What is Protocol Buffers?

Protocol Buffers (Protobuf) is a language-neutral, platform-neutral serialization format developed by Google. Think of it as a way to define the structure of your data once, and then generate code to read and write that data in any language you need.

The key difference from JSON or XML? Protobuf is a binary format. Your data gets serialized into a compact binary representation rather than human-readable text. This means smaller payloads, faster parsing, and strongly typed contracts between services.

Here's what makes it different:

  • You define your data structure in .proto files using a simple interface definition language
  • The protobuf compiler (protoc) generates code for your target language
  • The generated code handles all serialization and deserialization
  • The binary format is backwards and forwards compatible (with some rules)

Why Protobuf Matters

The honest answer? Performance and type safety.

Size Matters

A typical JSON payload might look like this:

{
  "user_id": 12345,
  "username": "developer",
  "email": "dev@example.com",
  "is_active": true
}

That's 98 bytes. The equivalent Protobuf message? Around 30-40 bytes depending on the values. When you're sending millions of messages between services, that difference adds up fast.

Type Safety

With JSON, you're essentially flying blind until runtime. Sure, you might have TypeScript definitions or JSON schemas, but there's no guarantee that the service on the other end is actually sending what you expect.

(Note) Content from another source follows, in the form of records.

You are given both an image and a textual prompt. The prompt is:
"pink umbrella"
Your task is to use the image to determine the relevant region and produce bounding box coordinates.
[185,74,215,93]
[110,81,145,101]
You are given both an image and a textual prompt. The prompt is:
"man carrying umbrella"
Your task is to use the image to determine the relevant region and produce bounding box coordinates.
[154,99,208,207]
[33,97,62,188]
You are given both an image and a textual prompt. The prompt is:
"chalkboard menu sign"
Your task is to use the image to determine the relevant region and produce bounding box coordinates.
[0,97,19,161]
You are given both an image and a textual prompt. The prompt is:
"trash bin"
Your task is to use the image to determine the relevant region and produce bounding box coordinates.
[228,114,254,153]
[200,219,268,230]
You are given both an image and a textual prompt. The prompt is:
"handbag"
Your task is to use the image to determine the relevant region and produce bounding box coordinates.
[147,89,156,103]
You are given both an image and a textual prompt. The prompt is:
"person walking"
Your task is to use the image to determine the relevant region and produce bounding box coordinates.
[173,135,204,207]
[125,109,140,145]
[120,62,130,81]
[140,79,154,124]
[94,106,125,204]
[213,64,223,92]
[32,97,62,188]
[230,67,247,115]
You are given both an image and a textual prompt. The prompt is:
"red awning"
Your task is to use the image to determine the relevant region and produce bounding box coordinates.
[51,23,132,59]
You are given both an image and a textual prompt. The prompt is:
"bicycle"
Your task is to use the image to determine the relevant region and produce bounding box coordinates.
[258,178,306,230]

Protobuf enforces a contract. If the message doesn't match the schema, it won't deserialize. No more "user_id": "12345" (string) vs "user_id": 12345 (number) bugs at 3 AM.

Performance

Parsing JSON requires a full text scan and type inference. Protobuf reads a binary format with field tags, skipping fields it doesn't care about. The performance difference is measurable, especially at scale.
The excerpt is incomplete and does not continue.